We determined that the device may have contained patient information, including patients’ names, addresses, diagnoses, medications and health insurance identification numbers that in some instances are Social Security numbers. The device did not contain any credit card or bank account information. Not all UVA Medical Center patients are affected, only certain Continuum Home Infusion patients. The patients affected include those who received services from Continuum Home Infusion during the month of September 2012 and potential patients who were referred to Continuum Home Infusion from August 2007 through September 2012.
We have been unable to locate the handheld device, but we have no reason to believe that the information on it has been accessed or used. However, out of an abundance of caution, we began notifying affected patients on Nov. 30, 2012. We have also established a dedicated call center for patients with questions that will open Monday, Dec. 3. If you believe you are affected but do not receive a letter by Dec. 21, 2012, please call 855.770.0003 Monday through Friday between 8 a.m.-5 p.m. Eastern and enter the reference code 8827111912 when prompted.
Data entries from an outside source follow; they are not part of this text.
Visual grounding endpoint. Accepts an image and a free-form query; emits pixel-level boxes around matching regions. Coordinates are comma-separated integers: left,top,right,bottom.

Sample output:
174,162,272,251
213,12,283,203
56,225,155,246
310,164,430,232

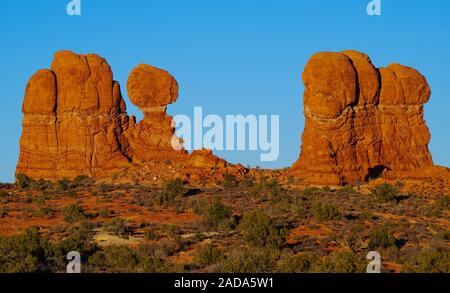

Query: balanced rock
16,51,245,183
16,51,129,179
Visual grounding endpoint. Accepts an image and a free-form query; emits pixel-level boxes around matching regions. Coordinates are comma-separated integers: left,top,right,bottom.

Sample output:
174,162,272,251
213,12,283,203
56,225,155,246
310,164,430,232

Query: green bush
0,227,51,273
155,178,186,207
162,224,181,238
194,199,232,227
277,253,318,273
71,175,95,187
88,246,138,273
220,247,279,273
371,183,400,203
222,173,238,189
302,186,320,196
402,247,450,273
16,174,34,189
194,244,222,267
105,218,133,238
436,195,450,210
58,178,70,191
312,252,368,273
369,227,397,250
63,204,86,223
144,228,160,240
312,202,342,222
239,210,287,248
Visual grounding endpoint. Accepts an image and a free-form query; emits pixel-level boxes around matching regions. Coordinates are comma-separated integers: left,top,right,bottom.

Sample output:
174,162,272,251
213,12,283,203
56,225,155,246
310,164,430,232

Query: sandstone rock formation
16,47,450,185
17,51,130,179
290,51,440,185
16,51,244,182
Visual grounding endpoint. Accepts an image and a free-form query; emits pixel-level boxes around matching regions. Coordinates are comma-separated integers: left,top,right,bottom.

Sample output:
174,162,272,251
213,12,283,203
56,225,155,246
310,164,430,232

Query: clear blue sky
0,0,450,181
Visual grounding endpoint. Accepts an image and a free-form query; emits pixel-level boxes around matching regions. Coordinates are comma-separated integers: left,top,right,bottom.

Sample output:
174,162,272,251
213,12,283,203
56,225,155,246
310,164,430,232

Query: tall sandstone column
291,51,433,185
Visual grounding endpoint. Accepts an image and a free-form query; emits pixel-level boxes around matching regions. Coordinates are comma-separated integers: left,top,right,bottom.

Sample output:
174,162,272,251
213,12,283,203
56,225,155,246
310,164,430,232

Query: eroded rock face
16,51,244,183
17,51,130,179
291,51,433,185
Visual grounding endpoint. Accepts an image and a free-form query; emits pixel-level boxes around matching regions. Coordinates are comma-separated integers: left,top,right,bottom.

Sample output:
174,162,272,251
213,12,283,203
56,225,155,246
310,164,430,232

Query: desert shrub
137,253,183,273
194,198,232,227
436,195,450,210
104,218,133,238
222,173,238,189
36,206,56,218
0,208,8,219
220,247,279,273
71,175,95,188
312,252,367,273
295,201,310,219
162,224,181,238
265,179,289,204
337,185,356,195
95,183,114,194
88,246,138,273
194,244,222,267
65,189,78,198
16,174,34,189
370,183,400,203
98,208,112,218
238,176,255,188
402,247,450,273
312,202,342,222
0,227,51,273
369,227,397,250
338,225,365,252
0,190,9,199
63,204,86,223
277,253,319,273
58,178,70,191
358,211,376,221
155,178,186,207
239,210,287,247
144,227,160,240
31,179,53,191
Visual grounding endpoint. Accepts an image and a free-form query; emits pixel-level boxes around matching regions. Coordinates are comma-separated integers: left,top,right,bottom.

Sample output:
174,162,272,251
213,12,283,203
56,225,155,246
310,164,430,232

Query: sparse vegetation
194,199,232,227
0,169,450,273
369,228,396,250
104,218,133,238
194,244,222,267
155,179,186,207
371,183,400,203
239,210,286,248
312,202,342,222
63,204,86,223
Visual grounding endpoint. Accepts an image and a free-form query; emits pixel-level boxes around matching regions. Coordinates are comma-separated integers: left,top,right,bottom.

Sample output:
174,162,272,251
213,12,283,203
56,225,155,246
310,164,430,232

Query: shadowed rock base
289,51,449,185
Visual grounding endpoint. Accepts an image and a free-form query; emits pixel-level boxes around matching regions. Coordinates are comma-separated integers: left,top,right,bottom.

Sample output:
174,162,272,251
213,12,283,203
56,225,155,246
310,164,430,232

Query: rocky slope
16,51,245,182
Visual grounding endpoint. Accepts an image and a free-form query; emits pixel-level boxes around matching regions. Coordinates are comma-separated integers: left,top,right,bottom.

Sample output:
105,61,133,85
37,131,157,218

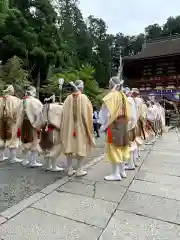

We deeply regret any inconvenience this may cause our patients. To help prevent this from happening in the future, we have re-educated our staff regarding the importance of safeguarding protected health information and electronic devices containing protected health information.
Continuum Home Infusion is part of the UVA Health System, which maintains its own home health agency, Continuum Home Health Care (CHHC), to healthcare for patients who require care at home.
h/t, The Daily Progress, who have additional details on this incident.
Update: InTheCapital reports that it was a Palm device.